Abby watched her, smiling. “Are we going to save the world today, Wonder Woman?”
Peter knew the reason for full armor. Wonder Woman was in self-preservation mode against neighbors who go boom in the night.
Abby didn’t sense the anxiety in her children, the quiet looks shared between the two, the glances out the windows. She was thinking about her day ahead, hoping for a call from a contact she’d made during the first day of her job, a young family looking for a home. Despite being a novice in real estate, Abby was confident she could sell to a young family. She knew the talking points: good school district, low crime, a neighborhood with a lot of parks and fun things to do in the surrounding area. She was experienced with young families herself—a pro, actually—and she felt certain she could thaw that realtor-client relationship into something personal. She’d make them feel like she was one of them and they could trust her. That’s what a good salesperson does, right? She looked at the clock.

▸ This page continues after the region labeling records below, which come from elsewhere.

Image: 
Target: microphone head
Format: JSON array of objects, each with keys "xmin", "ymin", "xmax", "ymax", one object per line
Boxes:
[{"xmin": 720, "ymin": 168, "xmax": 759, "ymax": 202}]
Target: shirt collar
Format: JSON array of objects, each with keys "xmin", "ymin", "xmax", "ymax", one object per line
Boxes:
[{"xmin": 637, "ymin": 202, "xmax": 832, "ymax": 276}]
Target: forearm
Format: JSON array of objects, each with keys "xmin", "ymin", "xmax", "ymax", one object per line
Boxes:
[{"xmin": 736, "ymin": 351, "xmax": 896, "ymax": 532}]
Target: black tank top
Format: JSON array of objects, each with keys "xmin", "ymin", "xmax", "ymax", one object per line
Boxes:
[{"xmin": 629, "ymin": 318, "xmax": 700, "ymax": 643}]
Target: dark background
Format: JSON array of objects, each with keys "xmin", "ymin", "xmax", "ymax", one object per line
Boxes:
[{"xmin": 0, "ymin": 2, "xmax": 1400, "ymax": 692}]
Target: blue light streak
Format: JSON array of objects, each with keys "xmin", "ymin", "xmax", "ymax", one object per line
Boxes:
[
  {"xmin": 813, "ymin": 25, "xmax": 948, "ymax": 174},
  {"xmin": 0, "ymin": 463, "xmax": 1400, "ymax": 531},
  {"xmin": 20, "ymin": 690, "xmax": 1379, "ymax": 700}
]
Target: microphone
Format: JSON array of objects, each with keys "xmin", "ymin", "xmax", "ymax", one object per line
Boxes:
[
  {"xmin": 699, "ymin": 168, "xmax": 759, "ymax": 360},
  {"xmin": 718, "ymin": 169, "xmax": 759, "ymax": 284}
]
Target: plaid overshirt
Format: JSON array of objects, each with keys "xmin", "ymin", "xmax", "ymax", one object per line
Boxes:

“Let’s go wake Uncle Herb, Peter. I need to leave in twenty minutes.”
Walking down the hallway, Peter felt an unexpected and sharp longing for a house with stairs. In his old house, a flight of stairs ran up the center of the house. He remembered when his mother was pregnant with CJ. She’d have horrible back pains and often sat on the lower steps, because the stiff, upright position softened the throbbing. Peter recalled sitting next to his mother often, and she’d caress his head for what seemed like hours as they talked about the new baby or sat in a content silence. This was before Willow Creek Landing, before his father started his own business, before it stopped raining. Peter missed those stairs. The new house had a hospital wing feel, each bedroom branching off from a main corridor.
Uncle Herb’s room was the first branch down the hallway, closest to the living room. He’d been awake for a while now, and he thanked God when he heard voices growing stronger and heading toward him. Help couldn’t arrive soon enough. His bladder was about to burst, and that meant a bath his sister probably didn’t have the time or energy to give, plus an extra load of laundry. He was doing his part now by thinking about anything that didn’t involve water. “P-e-e-e,” he said, as loud as he could while maintaining bodily control, when he felt like he couldn’t go a second longer.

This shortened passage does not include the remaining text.